Here you can see all of the 2023 Topps sets. If I wanted to check Adley Rutschman’s flagship rookie card, I’ll click into “Topps.” Through this link I can see that card #250 has been graded 1,025 times. 702 of those resulted in a PSA 10 and another 268 in a PSA 9. That’s a lot of cards for a couple of months’ time span.

What does this mean for value? The lowest-priced copy of that card is available on eBay for $49.99 plus shipping. Thus, if I were to get that card graded with the expectations of selling it right now, I’d probably need to list it for lower than $49.99.

And this is assuming your card receives a 10 from PSA. If it were to receive a 9, the lowest-priced card is $28.99. 

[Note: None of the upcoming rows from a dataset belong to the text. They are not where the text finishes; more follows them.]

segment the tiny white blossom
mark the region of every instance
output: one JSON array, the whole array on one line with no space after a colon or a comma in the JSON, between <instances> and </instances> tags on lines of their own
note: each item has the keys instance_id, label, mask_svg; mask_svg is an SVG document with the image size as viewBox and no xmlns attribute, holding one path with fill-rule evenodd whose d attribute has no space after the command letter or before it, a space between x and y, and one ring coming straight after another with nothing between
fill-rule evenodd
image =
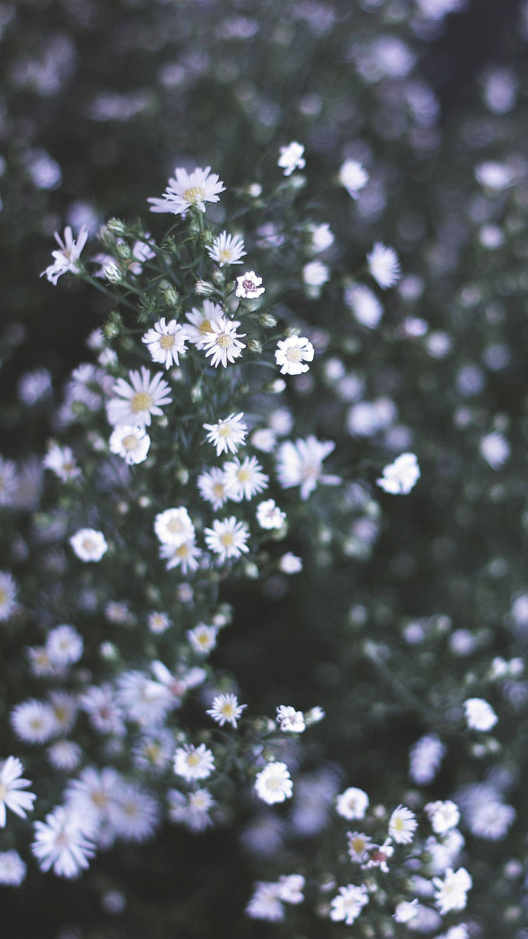
<instances>
[{"instance_id":1,"label":"tiny white blossom","mask_svg":"<svg viewBox=\"0 0 528 939\"><path fill-rule=\"evenodd\" d=\"M359 192L365 189L368 179L368 173L357 160L346 160L342 163L339 170L339 182L352 199L357 199Z\"/></svg>"},{"instance_id":2,"label":"tiny white blossom","mask_svg":"<svg viewBox=\"0 0 528 939\"><path fill-rule=\"evenodd\" d=\"M468 698L464 701L464 714L472 731L490 731L499 719L491 705L483 698Z\"/></svg>"},{"instance_id":3,"label":"tiny white blossom","mask_svg":"<svg viewBox=\"0 0 528 939\"><path fill-rule=\"evenodd\" d=\"M287 704L280 704L277 708L277 724L281 731L289 733L303 733L306 728L303 712Z\"/></svg>"},{"instance_id":4,"label":"tiny white blossom","mask_svg":"<svg viewBox=\"0 0 528 939\"><path fill-rule=\"evenodd\" d=\"M288 336L280 339L275 349L275 362L280 366L281 375L302 375L307 372L313 362L314 346L305 336Z\"/></svg>"},{"instance_id":5,"label":"tiny white blossom","mask_svg":"<svg viewBox=\"0 0 528 939\"><path fill-rule=\"evenodd\" d=\"M236 695L217 695L213 698L212 704L206 714L209 714L213 720L224 727L225 724L231 724L237 727L237 721L241 717L242 711L247 704L239 704Z\"/></svg>"},{"instance_id":6,"label":"tiny white blossom","mask_svg":"<svg viewBox=\"0 0 528 939\"><path fill-rule=\"evenodd\" d=\"M206 202L218 202L218 193L224 192L225 189L218 176L210 172L210 166L206 166L205 169L196 166L193 173L177 167L174 172L176 178L171 177L163 197L147 200L150 203L151 212L180 215L191 206L196 206L205 212Z\"/></svg>"},{"instance_id":7,"label":"tiny white blossom","mask_svg":"<svg viewBox=\"0 0 528 939\"><path fill-rule=\"evenodd\" d=\"M54 239L57 242L59 248L58 251L53 251L52 256L54 261L49 268L46 268L42 271L40 277L46 275L46 279L56 286L56 282L59 277L66 274L67 271L70 271L72 274L79 272L79 258L81 256L81 252L85 247L88 239L87 229L83 225L77 236L77 240L73 238L71 228L68 225L64 229L64 241L62 240L58 232L54 232Z\"/></svg>"},{"instance_id":8,"label":"tiny white blossom","mask_svg":"<svg viewBox=\"0 0 528 939\"><path fill-rule=\"evenodd\" d=\"M389 835L396 844L410 844L417 827L414 812L405 806L397 806L389 819Z\"/></svg>"},{"instance_id":9,"label":"tiny white blossom","mask_svg":"<svg viewBox=\"0 0 528 939\"><path fill-rule=\"evenodd\" d=\"M219 555L221 563L228 558L240 558L241 554L247 554L249 551L246 545L249 529L246 522L237 521L235 516L223 520L215 518L212 528L206 529L205 536L210 551Z\"/></svg>"},{"instance_id":10,"label":"tiny white blossom","mask_svg":"<svg viewBox=\"0 0 528 939\"><path fill-rule=\"evenodd\" d=\"M245 274L241 274L241 277L237 277L237 297L242 297L244 300L252 300L256 297L260 297L263 294L266 287L261 287L262 278L257 277L255 270L246 270Z\"/></svg>"},{"instance_id":11,"label":"tiny white blossom","mask_svg":"<svg viewBox=\"0 0 528 939\"><path fill-rule=\"evenodd\" d=\"M147 346L152 360L171 368L179 364L179 356L187 351L185 340L187 332L184 327L177 323L176 319L165 323L165 317L162 316L153 329L148 330L143 336L142 342Z\"/></svg>"},{"instance_id":12,"label":"tiny white blossom","mask_svg":"<svg viewBox=\"0 0 528 939\"><path fill-rule=\"evenodd\" d=\"M209 430L208 440L216 447L216 455L238 453L240 444L245 440L247 426L242 423L243 413L229 414L218 423L204 423L206 430Z\"/></svg>"},{"instance_id":13,"label":"tiny white blossom","mask_svg":"<svg viewBox=\"0 0 528 939\"><path fill-rule=\"evenodd\" d=\"M256 506L256 521L263 529L281 529L286 522L286 512L279 509L274 499L267 499Z\"/></svg>"},{"instance_id":14,"label":"tiny white blossom","mask_svg":"<svg viewBox=\"0 0 528 939\"><path fill-rule=\"evenodd\" d=\"M187 782L193 779L207 779L214 770L214 758L205 744L194 747L185 744L179 747L174 757L174 772L183 777Z\"/></svg>"},{"instance_id":15,"label":"tiny white blossom","mask_svg":"<svg viewBox=\"0 0 528 939\"><path fill-rule=\"evenodd\" d=\"M225 264L241 264L241 258L247 254L244 243L240 235L227 235L222 232L215 238L210 248L208 248L210 257L223 268Z\"/></svg>"},{"instance_id":16,"label":"tiny white blossom","mask_svg":"<svg viewBox=\"0 0 528 939\"><path fill-rule=\"evenodd\" d=\"M101 561L108 550L108 545L102 531L95 529L79 529L71 535L70 544L80 561Z\"/></svg>"},{"instance_id":17,"label":"tiny white blossom","mask_svg":"<svg viewBox=\"0 0 528 939\"><path fill-rule=\"evenodd\" d=\"M280 166L284 170L285 176L291 176L294 170L302 170L306 165L306 161L303 156L303 153L304 147L303 144L298 144L293 140L287 146L281 146L277 166Z\"/></svg>"},{"instance_id":18,"label":"tiny white blossom","mask_svg":"<svg viewBox=\"0 0 528 939\"><path fill-rule=\"evenodd\" d=\"M394 248L387 248L380 241L377 241L370 254L366 255L366 260L368 269L381 290L394 287L395 284L397 284L401 270Z\"/></svg>"},{"instance_id":19,"label":"tiny white blossom","mask_svg":"<svg viewBox=\"0 0 528 939\"><path fill-rule=\"evenodd\" d=\"M400 454L394 463L383 467L382 476L376 483L393 496L408 496L420 479L416 454Z\"/></svg>"},{"instance_id":20,"label":"tiny white blossom","mask_svg":"<svg viewBox=\"0 0 528 939\"><path fill-rule=\"evenodd\" d=\"M270 762L257 774L255 791L269 806L291 798L293 783L286 763Z\"/></svg>"},{"instance_id":21,"label":"tiny white blossom","mask_svg":"<svg viewBox=\"0 0 528 939\"><path fill-rule=\"evenodd\" d=\"M122 456L125 463L132 466L147 459L150 449L150 438L145 427L133 427L122 423L110 435L109 445L113 454Z\"/></svg>"},{"instance_id":22,"label":"tiny white blossom","mask_svg":"<svg viewBox=\"0 0 528 939\"><path fill-rule=\"evenodd\" d=\"M241 337L245 336L245 332L237 332L240 323L236 320L226 319L220 316L216 321L211 321L210 332L206 332L204 337L204 349L206 357L211 357L210 364L218 368L220 364L224 368L227 367L227 362L234 362L245 349L245 343L241 342Z\"/></svg>"}]
</instances>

And here lies the challenge—is this worth it? If you’re part of the PSA Collector’s Club, you can submit for as low as $19/card, but must submit a bulk 20-card order. If you didn’t want to grade in bulk, the next-best option is $25 per card, which is where it gets interesting. Does it make sense to pay $25 (plus shipping etc.) for grading, and wait 65 days for a card to be graded? If you get a 10, it seems to be worth it—but a 9, not so much!

So, you can see in this modern card scenario, you’ll not only want to be examining the condition to see if grading is worth it, but also what the population counts look like, and what the current sales data is telling you. 

Vintage Cards

Now, it’s not to say condition doesn’t mater with vintage cards, but rather it could be very well “worth it” to grade vintage cards even if the highest grade you’d expect for a card was only a PSA 8 or even well lower.

Again, it all depends, but the idea is that vintage cards are of course older, and there are fewer in circulation. So, given that those cards that are out there might have been handled by multiple people, their condition is thought of to be generally worse. Thus, even if you had could only be a PSA 7 or 8 of a vintage card, it could still be worth it.

For example, while there have been over 3,600 1964 Topps Hank Aaron cards graded by PSA, there are only 8 PSA 10s (not to mention only 85 PSA 9s). Meaning, top grades are scarce! Here is a quick list of how certain grades translate to value:

  • PSA 7 $535.78 5/1/23
  • PSA 6 $450 4/26/23
  • PSA 5 $133.78 4/29/23

So at these prices, you can see why it still might make sense to pay $40-$75 to grade a vintage card like this if you have one that might get a PSA 5.

All in all, it’s important to take both condition and expected value into consideration when considering grading your cards and figuring out what might be worth it or not.